NetBird also introduces security over Wireguard via access control lists (ACLs). WireGuard, by default, does not enforce any firewall rules. NetBird does, and while you're connected to RISENet, you will only have access to other RISENet devices, and only other RISENet devices will have access to you. All traffic passes through the ST4RGATE router so that IP addresses, ports, and protocol can be logged. This is to increase security visibility over the network and discourage misuse.

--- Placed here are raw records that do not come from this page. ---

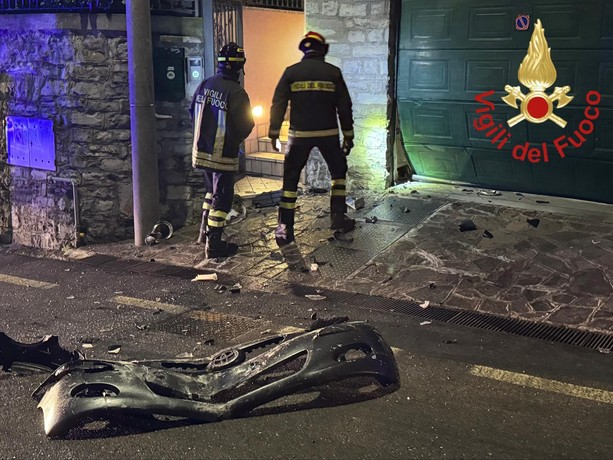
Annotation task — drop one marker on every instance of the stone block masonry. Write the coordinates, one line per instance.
(358, 33)
(79, 79)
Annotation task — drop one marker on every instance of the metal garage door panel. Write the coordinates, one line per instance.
(453, 50)
(477, 24)
(443, 162)
(461, 75)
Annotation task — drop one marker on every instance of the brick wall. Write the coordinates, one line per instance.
(358, 32)
(53, 68)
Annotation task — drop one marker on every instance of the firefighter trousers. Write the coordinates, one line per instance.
(219, 186)
(296, 157)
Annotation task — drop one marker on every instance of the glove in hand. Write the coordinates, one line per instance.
(275, 143)
(347, 146)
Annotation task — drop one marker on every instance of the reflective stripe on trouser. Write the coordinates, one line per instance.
(298, 151)
(337, 196)
(217, 218)
(207, 204)
(220, 187)
(287, 207)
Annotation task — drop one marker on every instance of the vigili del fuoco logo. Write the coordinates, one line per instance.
(537, 73)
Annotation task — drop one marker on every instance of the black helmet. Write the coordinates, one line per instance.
(231, 58)
(313, 43)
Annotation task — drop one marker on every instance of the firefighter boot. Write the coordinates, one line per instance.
(202, 235)
(341, 223)
(216, 247)
(284, 234)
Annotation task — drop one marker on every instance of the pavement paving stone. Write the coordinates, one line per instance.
(556, 272)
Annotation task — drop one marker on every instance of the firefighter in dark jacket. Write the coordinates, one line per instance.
(317, 94)
(222, 118)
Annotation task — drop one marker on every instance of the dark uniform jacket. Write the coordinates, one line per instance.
(222, 118)
(316, 92)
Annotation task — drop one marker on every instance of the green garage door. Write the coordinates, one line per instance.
(451, 51)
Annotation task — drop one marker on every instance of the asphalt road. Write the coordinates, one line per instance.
(465, 393)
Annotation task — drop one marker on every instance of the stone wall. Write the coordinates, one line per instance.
(57, 67)
(358, 33)
(5, 202)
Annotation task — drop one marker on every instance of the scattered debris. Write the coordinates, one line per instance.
(315, 297)
(206, 277)
(268, 199)
(355, 203)
(489, 192)
(184, 355)
(467, 226)
(114, 349)
(162, 230)
(45, 354)
(325, 322)
(275, 255)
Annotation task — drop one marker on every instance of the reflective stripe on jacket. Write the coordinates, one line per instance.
(316, 92)
(222, 118)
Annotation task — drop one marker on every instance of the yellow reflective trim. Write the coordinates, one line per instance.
(320, 133)
(219, 214)
(207, 156)
(327, 86)
(220, 135)
(216, 223)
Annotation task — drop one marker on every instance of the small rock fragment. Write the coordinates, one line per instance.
(467, 226)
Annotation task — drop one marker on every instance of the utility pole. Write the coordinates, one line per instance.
(210, 61)
(145, 187)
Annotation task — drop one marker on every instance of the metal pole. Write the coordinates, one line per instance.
(210, 63)
(145, 186)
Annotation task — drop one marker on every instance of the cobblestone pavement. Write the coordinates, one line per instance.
(531, 257)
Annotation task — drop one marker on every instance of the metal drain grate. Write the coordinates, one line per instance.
(208, 325)
(541, 331)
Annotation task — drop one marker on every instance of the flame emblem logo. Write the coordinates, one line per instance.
(537, 73)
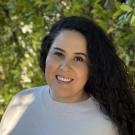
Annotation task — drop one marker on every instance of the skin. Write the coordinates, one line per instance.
(67, 58)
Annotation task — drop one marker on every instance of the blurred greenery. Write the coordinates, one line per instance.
(23, 23)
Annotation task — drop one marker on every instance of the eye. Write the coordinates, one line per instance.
(58, 54)
(79, 59)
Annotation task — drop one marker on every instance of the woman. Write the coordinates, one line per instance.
(88, 91)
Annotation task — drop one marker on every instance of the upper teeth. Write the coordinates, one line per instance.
(63, 79)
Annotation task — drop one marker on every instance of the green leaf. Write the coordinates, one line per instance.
(132, 21)
(125, 7)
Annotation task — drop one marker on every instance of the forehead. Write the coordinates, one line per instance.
(70, 40)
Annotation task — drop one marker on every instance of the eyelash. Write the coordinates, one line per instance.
(58, 54)
(78, 59)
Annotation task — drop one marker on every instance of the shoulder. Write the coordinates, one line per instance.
(27, 96)
(35, 91)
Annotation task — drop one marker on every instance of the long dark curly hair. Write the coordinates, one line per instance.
(108, 82)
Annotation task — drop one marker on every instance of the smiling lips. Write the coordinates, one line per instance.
(64, 79)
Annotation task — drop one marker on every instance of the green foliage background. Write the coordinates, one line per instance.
(23, 23)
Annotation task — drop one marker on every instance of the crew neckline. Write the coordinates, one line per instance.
(53, 105)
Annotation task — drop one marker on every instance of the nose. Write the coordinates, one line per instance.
(65, 65)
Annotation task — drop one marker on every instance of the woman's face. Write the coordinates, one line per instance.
(66, 69)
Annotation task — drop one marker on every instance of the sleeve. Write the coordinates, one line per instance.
(11, 116)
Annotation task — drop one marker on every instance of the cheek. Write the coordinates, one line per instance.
(50, 68)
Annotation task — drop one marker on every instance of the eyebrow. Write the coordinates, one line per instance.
(78, 53)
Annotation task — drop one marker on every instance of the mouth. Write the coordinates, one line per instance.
(64, 79)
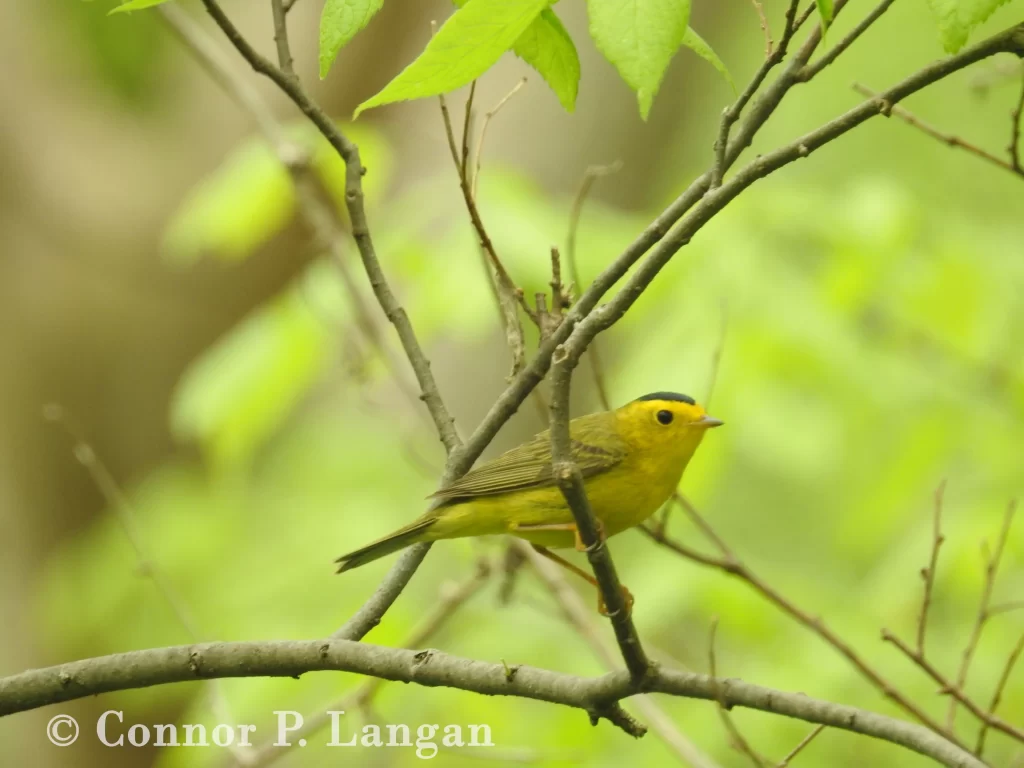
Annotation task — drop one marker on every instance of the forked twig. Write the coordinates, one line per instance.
(735, 737)
(1000, 686)
(591, 175)
(947, 138)
(928, 572)
(991, 568)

With the NetBird firewall allowed, you can initiate connections to any RISENet IP address, however they cannot initiate connections with you. For that you will need to make firewall changes manually, or disable firewall with --disable-firewall. For the sake of doing this as securely as possible, a ST4RGATE agent will eventually be developed to wrap around NetBird and make only the necessary changes to the firewall for your host to act as a server.

Certificate Authority

A root CA (certificate authority) is an SSL certificate which has no higher authority. SSL certificates are used for a lot on the internet, but most notably is in HTTPS. When you visit a HTTPS website, the first thing your computer receives is an SSL certificate for the website. This has been signed by the higher authority that verifies you own this domain, and that higher authority's certificate was at some point verified by a root CA. Trusting a root CA, or the root certificate it provides you, means entrusting that authority to secure all your HTTPS traffic. The CA can't necessarily spy on you during normal usage as it can't actually decrypt the traffic handled by the certificates it signs without their key, but it could sign illegitimate certificates that allow it or others to spy on you.